Beginning in 2014, Christie's governorship was marred by the Bridgegate scandal whereby a Christee staff member had colluded in 2013 to block lanes of tolls plazas in Fort Lee, New Jersey. The blockage was allegedly done to punish Fort Lee's mayor for political opposition to Christie proposals. While there was never any legal action taken against Christie himself, the public suspected he had knowledge of the staffer's actions, and Christie's popularity began to wane. The public was outraged because, during the long traffic delays, sick people had been unable to reach hospitals.

Christie also provoked widespread ridicule, and became an internet meme, in 2017 as pictures emerged of him and his family sunning themselves on an empty NJ state beach that had been closed during the holiday weekend because of a state government shutdown. The incident became known informally as "Beachgate".
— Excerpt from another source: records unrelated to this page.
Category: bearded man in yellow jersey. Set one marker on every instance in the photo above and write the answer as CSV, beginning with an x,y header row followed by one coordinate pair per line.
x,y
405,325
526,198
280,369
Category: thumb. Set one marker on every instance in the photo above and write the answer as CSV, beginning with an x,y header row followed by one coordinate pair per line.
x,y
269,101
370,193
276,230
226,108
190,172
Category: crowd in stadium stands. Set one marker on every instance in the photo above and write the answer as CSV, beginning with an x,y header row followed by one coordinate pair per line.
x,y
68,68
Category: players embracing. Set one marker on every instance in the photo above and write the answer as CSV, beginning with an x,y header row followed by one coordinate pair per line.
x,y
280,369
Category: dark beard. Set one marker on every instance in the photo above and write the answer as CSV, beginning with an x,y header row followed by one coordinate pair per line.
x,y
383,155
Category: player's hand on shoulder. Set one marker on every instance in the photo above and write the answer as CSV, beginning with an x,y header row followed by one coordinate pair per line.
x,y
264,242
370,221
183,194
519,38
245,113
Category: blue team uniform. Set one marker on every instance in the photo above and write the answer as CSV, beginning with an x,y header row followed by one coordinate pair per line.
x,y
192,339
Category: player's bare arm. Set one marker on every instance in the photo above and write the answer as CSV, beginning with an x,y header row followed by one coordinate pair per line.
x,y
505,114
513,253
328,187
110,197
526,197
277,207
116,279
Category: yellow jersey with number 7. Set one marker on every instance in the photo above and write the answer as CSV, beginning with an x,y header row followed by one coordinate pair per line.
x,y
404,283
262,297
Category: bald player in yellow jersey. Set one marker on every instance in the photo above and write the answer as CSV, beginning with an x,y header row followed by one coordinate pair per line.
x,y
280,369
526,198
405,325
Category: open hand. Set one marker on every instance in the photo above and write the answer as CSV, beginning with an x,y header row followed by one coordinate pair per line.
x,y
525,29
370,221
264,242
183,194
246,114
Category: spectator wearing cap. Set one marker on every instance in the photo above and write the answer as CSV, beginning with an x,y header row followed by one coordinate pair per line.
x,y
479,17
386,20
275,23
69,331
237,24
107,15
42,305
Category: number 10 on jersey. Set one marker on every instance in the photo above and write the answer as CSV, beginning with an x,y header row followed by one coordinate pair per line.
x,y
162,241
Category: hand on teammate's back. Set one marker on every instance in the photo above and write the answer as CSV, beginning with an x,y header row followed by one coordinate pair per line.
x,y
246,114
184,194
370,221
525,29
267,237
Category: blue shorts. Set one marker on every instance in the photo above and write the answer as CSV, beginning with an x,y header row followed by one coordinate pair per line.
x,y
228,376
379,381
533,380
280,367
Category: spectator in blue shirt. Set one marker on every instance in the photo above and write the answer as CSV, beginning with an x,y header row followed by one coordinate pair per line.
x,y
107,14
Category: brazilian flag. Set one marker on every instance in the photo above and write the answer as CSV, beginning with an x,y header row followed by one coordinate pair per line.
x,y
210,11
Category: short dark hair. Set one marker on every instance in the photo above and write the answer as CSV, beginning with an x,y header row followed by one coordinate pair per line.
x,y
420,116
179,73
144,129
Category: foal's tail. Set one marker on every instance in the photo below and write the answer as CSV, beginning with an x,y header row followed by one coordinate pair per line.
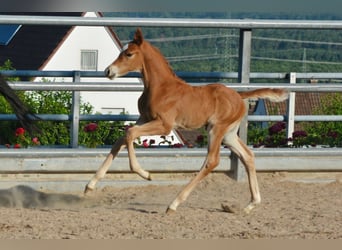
x,y
274,95
25,117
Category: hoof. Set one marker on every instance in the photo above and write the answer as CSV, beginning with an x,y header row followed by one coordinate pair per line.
x,y
249,208
87,190
170,211
234,209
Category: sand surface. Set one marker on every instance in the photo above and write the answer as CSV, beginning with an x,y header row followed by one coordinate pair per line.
x,y
289,210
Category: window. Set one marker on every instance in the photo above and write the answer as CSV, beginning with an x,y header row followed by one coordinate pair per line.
x,y
89,60
7,32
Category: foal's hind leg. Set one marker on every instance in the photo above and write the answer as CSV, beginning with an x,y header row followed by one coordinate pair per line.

During Donald Trump's 2016 presidential campaign, Chris Christie volunteered to spearhead Trump's presidential Transition Team and was able to do so only by raising funds for the team independently, since Trump himself refused to fund it despite a legal mandate to do so. The purpose of the transition team is to prescreen some or most of the 1200 of so appointees which an incoming president must appoint, subject to approval by the U.S. Senate, in the first three months after taking office. In the first chapter of his book "The Fifth Risk", non-fiction author Michael Lewis states that the output of Christie's transition team was deliberately ignored--and actually destroyed--after Trump took office and before the information could be used, because Jared Kushner (Trump's son-in-law) had a grudge against Christie because Christie's father had once convicted Kushner's father of tax evasion, retaliating against a federal witness, and lying to the Federal Election Commission.